Yudhisthira, solo, seguido de su fiel perro, continúa caminando hacia el cielo resplandeciente de luz. Indra, el señor de los dioses, se presenta a él y le ofrece entrar en el cielo. El Panduida rehusa, a menos que se permita a su perro entrar con él. Indra no accede. Yudhisthira ya va a renunciar al cielo cuando el dios, conmovido sinceramente por el héroe, accede.

Yudhisthira entra, pues, en el Suarga, seguido de su perro, que es una encarnación de Yama, dios de la muerte, padre de Yudhisthira. No ve en el cielo, aunque así se lo había prometido el dios Indra, ni a sus hermanos ni a Droropadí.
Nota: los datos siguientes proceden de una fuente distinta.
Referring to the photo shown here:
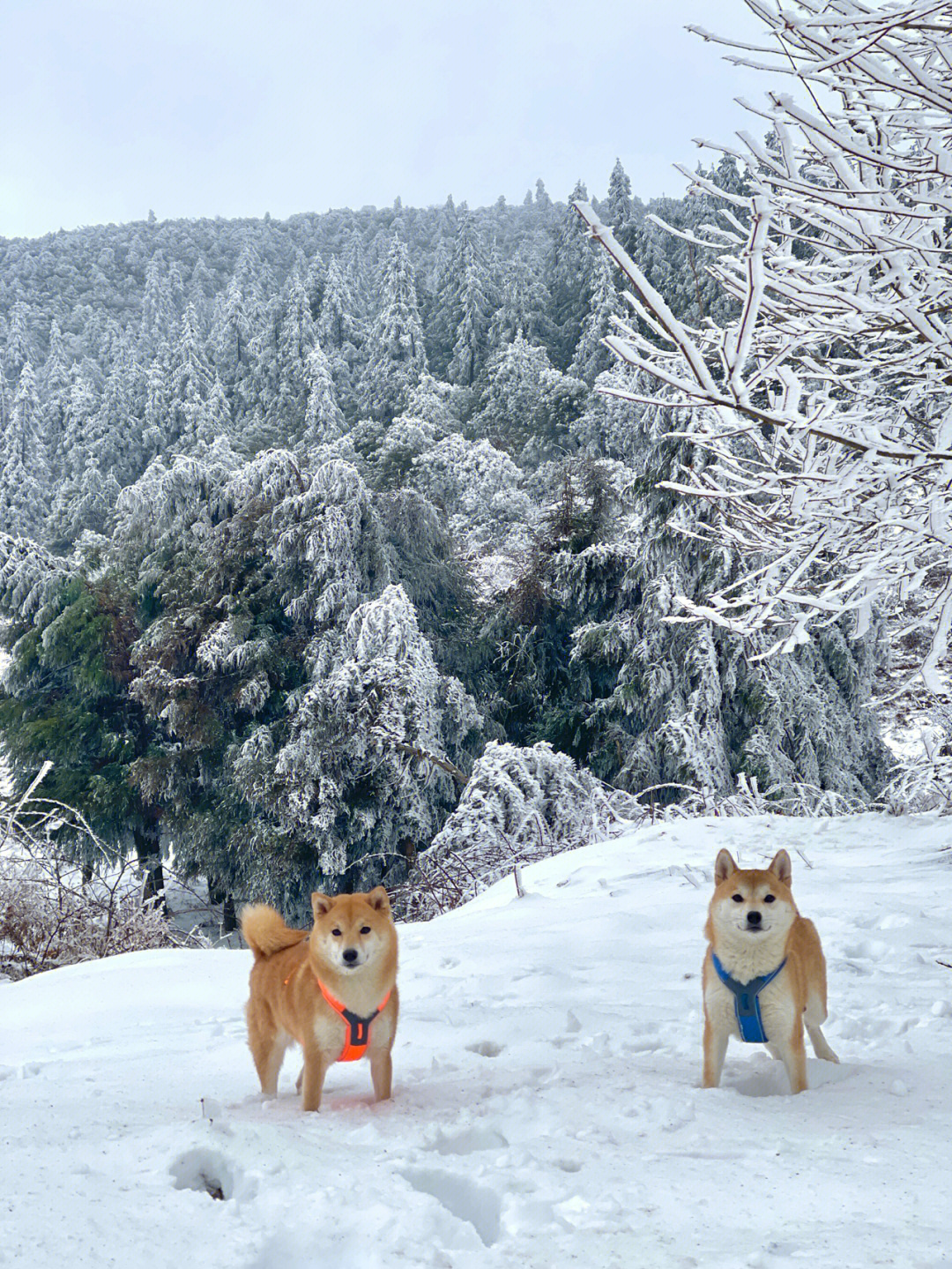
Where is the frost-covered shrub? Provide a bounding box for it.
[0,797,206,980]
[397,741,645,920]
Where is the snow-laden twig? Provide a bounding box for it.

Por el contrario, encuentra allí a todos sus enemigos.

Se entera de que los Panduidas están en los infiernos, y va a reunirse con ellos.


"Bajada espantosa... En medio de horrorosas tinieblas, infestadas del dolor de carne y sangre; en sitios llenos de cadáveres, de huesos y cabelleras, donde hormiguean innumerables insectos, el héroe siente erizársele de horror los cabellos... Monstruos horribles lo atacan, lo rodean, lo hostigan,. cae agobiado de fatiga y de espanto.., llegan a él voces quejumbrosas que le dicen:

"¡Ay!, quédate un instante para dulcificar nuestras penas; a tu alrededor se esparce el perfume delicioso de tu alma piadosa. Ese soplo embalsamado nos devuelve la tranquilidad... quédate aquí; no sufrimos desde que tú has llegado...
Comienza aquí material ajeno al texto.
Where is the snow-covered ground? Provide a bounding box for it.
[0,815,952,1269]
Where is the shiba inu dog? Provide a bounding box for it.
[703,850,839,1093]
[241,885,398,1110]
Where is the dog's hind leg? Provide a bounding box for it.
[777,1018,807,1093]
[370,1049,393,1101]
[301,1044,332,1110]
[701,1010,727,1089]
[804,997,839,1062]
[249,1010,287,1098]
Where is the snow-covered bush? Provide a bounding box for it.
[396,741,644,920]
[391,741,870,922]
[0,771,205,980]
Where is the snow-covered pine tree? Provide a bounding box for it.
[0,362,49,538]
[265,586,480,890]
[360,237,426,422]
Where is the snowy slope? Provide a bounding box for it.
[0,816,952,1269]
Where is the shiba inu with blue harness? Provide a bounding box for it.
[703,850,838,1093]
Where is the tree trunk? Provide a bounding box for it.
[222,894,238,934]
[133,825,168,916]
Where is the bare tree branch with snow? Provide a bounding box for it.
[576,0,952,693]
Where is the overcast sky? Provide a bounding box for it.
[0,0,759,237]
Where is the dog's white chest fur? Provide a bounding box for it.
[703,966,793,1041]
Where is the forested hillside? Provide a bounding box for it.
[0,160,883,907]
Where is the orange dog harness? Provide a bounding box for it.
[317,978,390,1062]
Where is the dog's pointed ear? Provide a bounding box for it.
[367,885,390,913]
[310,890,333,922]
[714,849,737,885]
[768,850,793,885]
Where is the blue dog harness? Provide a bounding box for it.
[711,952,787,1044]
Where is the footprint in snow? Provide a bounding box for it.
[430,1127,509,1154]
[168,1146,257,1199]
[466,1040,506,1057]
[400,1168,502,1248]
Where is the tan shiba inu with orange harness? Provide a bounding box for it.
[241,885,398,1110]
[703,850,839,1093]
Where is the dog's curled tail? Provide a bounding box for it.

El héroe, impresionado por estas quejas que procedían de sus hermanos y de su esposa, renuncia a volverse al cielo y prefiere participar de la estancia de los seres que amó. Se queda, pues, pero....

... después que Yudhisthira hubo descansado algún tiempo en la región de los castigos, Indra, Yama y los otros dioses descendieron al abismo de horror. En seguida, la luz emanada de los inmortales disipó las tinieblas, y los sufrimientos de las almas torturadas de los malvados terminaron. No más río de fuego, no más selva de espadas donde se agitaban las hojas aceradas... no más lagos inflamados, no más cadáveres llenos de gusanos... Un soplo dulce y embalsamado se extiende al paso de los dioses, y el infierno apareció iluminado con la radiante luz del cielo.

Los dioses permiten al héroe llevar consigo a los otros hijos de Pandú; los héroes vuelven a su estado de seres divinos, como eran antes de su residencia en la Tierra.